The bill has a bit of my heating history. From what I can see, most of the time my gas bill is really low. January is my highest month, followed by February where I only seem to use half as much gas as January. Last year, by March, the heating was off and I toughed things out. By that time spring weather was starting to emerge so I was happy enough to just put on a sweater when I needed to. Fast forward to this year, and it seems like the same pattern is emerging. I can almost see the psychology behind it all.

  • With January being really cold it’s far too easy to turn on the heat and just let it run.
  • When I get the bill there’s a moment of “what the hell?!” That, in turn, causes me to use half as much heat in February.
  • By March I feel like an ace at toughing out the cold, so I end up switching off the heat for the whole month.

I still recall Hui stating something along the lines of saving money shouldn’t mean having to be cold. I guess I agree. All the same, I know what my tolerance levels are. If I can save a few dollars and still feel like I’m not freezing in here, then all the more power to me. I’m happy enough to be curled up here under the duvet.

Financial panic?

Usually, I’m in a relatively good state of mind when it comes to my finances. I’m usually of the opinion that I’m doing all right, and when life throws curve balls (like suddenly needing car repairs) I’ll just find a way to manage–the point being that I will manage. Once in a while though, some thought will cross my mind causing me to go into one of those mini-panic states. I’m in one of those states right now; it’s making me feel like my mind is going a mile a minute.

I was just thinking about all of my costs, and how they’ll all come to the forefront once I’m out on my own. Can I afford the mortgage? Yes, I can. However, can I maintain my current lifestyle? Can I pay the bills? Yeah, I suppose. I was listing some expenses out, and was sort of surprised at how the list grew quickly: car insurance, cell, phone (maybe can be dropped if I only use the cell), Internet, cable, transit pass, etc. Will I have enough leftover for savings and furnishing the place? Euh…maybe? Can I even afford entertainment? Sorta…

Argh! All of this thinking is driving me crazy! So, am I really ready for a mortgage? I guess I am. It’ll be easier to figure out how to set my finances in order once I’m knee deep into all of it. That’s still long off though. That doesn’t mean that I’m not already being affected by the thing. I’m fretting about how I’m saving money for my down. It would be amazing if I can hit my goal of 20%, but it’s just flat out starting to look more and more difficult. I need some of that money to fund upgrades to appliances and fixtures. Heheh. Yeah, I know that those shouldn’t be thinking about those things if I’m worried about other issues. Still, I want it all to look awesome. Wow, I sound so irrational.

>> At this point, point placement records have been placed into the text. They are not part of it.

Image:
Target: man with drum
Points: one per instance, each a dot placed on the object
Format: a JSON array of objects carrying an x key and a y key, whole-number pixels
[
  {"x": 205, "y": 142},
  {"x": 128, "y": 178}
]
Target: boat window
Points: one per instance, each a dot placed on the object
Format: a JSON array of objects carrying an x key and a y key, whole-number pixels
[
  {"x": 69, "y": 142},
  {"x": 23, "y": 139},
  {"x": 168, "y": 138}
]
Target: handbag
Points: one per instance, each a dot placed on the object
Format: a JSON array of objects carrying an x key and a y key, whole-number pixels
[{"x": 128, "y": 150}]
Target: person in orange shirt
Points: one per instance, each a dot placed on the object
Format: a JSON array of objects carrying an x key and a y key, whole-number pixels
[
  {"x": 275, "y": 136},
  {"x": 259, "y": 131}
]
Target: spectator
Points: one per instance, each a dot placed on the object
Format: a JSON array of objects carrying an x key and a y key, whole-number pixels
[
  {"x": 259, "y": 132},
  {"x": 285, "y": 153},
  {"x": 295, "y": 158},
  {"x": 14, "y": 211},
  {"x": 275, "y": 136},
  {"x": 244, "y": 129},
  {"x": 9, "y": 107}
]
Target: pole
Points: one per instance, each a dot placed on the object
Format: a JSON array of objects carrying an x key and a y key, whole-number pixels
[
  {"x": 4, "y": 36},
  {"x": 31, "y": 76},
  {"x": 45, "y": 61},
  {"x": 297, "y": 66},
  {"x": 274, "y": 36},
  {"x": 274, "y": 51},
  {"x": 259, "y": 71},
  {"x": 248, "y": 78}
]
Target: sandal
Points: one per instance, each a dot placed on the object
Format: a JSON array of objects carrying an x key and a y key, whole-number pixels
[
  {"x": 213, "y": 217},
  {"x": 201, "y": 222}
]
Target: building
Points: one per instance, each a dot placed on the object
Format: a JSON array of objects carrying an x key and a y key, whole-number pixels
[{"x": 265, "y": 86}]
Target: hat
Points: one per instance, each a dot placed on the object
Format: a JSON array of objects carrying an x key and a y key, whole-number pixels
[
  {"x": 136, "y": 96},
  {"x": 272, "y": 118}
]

I’m even starting to float around the idea of having a part time job on the weekend to generate more income, but I somehow don’t think it would make all that much of a difference. Might also be hard to find a respectable weekend job with decent pay, no? Ah, but I think I want that time to myself…

Che. I need to stop worrying for now. As long as I’m sensible, I should be fine. Tomorrow morning when I wake up I’m hoping that I’m back to my “all is well” state because worrying is really draining.